Columbia Records, 1997

REVIEW BY: Ben McVicker

ORIGINALLY PUBLISHED: 12/27/2007

At some point in the 1990s, amidst the rising popularity of the compact disc, an older cousin gave me his old cassettes of Aerosmith’s Get a Grip and Pump. By the time I entered junior high school in 1997, Aerosmith had become one of my favorite bands, in spite of the unending mockery I got from my parents. “Aerosmith? Are those guys still alive?” and “You’re 13 years old! Shouldn’t you be listening to newer music?” were among some of the frequent, heckling phrases I endured at that tender age.

Needless to say, when Nine Lives hit the shelves I was excited: a new album from Aerosmith! This’ll prove ’em wrong and show that these guys are still rockin’ just as hard as the likes of Bush, Fastball and Matchbox 20!

Well, as it turned out, I was only partially correct. The disc wasn’t a riff-laden hard rock magnum opus like Bush’s Sixteen Stone (please note the sarcasm…). But listening to it today, I have to say that the handful of good songs on the album have stood the test of time better than a lot of the other mainstream hits to come out of the late 90s.
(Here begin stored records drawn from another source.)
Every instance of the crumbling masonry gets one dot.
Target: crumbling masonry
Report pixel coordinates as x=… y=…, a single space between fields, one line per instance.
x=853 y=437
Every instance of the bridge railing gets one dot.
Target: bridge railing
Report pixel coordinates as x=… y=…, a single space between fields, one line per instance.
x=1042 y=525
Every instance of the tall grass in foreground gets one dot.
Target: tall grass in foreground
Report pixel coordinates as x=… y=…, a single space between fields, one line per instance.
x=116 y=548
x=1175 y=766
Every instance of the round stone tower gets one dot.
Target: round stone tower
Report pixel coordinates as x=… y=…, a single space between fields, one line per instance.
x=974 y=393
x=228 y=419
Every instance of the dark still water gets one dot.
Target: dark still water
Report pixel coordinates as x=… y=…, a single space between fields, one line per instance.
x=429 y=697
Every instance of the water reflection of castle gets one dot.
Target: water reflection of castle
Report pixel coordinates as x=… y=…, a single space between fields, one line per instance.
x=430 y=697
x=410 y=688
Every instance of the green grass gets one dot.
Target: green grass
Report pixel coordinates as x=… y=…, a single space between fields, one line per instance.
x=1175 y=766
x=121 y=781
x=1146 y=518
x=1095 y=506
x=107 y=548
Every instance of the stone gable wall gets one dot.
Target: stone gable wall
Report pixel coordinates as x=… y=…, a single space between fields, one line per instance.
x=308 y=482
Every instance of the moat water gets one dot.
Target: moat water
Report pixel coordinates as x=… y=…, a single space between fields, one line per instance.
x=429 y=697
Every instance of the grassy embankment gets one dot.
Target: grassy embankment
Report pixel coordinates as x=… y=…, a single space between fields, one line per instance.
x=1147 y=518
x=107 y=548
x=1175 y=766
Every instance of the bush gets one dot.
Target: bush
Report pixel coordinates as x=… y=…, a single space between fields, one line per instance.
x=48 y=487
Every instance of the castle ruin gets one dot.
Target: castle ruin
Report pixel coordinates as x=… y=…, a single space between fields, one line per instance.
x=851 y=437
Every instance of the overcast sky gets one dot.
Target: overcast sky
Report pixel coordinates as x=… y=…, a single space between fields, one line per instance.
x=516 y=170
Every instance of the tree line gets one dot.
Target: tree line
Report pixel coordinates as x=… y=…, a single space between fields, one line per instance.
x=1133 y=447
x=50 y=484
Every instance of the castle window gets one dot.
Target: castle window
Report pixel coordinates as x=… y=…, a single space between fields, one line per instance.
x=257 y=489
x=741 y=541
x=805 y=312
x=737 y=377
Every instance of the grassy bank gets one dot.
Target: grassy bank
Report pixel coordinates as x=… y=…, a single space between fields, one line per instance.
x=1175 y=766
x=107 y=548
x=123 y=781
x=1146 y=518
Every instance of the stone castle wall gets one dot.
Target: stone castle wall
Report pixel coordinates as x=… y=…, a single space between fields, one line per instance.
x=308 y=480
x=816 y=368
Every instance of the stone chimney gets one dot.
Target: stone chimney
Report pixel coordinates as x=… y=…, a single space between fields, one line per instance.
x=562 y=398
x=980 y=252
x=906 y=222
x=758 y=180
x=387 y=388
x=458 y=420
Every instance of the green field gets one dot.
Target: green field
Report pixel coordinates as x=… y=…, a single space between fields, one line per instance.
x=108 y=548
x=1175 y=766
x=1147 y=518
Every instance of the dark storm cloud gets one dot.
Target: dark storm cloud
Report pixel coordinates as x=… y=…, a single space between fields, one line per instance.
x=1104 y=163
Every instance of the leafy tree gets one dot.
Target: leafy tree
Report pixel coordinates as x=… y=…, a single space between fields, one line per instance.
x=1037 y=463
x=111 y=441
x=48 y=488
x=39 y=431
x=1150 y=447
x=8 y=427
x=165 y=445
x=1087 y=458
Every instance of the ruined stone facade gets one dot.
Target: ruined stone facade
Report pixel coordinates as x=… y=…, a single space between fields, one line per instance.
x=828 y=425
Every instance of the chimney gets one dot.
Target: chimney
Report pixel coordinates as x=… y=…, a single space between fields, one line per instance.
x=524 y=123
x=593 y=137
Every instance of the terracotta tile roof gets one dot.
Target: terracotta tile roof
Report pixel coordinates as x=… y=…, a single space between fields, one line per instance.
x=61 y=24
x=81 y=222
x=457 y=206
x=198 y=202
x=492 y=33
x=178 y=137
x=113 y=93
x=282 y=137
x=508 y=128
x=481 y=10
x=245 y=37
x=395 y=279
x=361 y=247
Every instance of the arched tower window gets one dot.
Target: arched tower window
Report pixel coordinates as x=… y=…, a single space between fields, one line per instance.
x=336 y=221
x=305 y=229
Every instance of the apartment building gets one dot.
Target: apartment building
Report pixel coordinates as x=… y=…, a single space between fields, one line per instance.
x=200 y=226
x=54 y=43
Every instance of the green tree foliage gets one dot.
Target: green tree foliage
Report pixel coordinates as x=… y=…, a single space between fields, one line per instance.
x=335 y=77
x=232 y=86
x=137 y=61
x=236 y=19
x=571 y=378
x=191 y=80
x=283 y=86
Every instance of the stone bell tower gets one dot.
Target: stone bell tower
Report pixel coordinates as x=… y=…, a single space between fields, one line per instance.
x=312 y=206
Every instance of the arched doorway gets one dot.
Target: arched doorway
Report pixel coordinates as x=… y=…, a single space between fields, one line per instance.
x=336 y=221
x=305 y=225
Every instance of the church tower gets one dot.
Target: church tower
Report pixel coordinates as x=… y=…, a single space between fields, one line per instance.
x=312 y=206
I must admit though, even at the age of 13, I couldn’t help but scratch my head at the sound of this album when I first popped it into the cassette player. It was so slickly produced and layered with orchestral overdubs, it sounded almost like a different band than the one that had recorded Pump, let alone Toys In The Attic. It was also littered with ballads, and I can remember battling with my tape deck as I endeavored to jump to the hard rock numbers and skip drawn-out ballads like “Hole In My Soul.”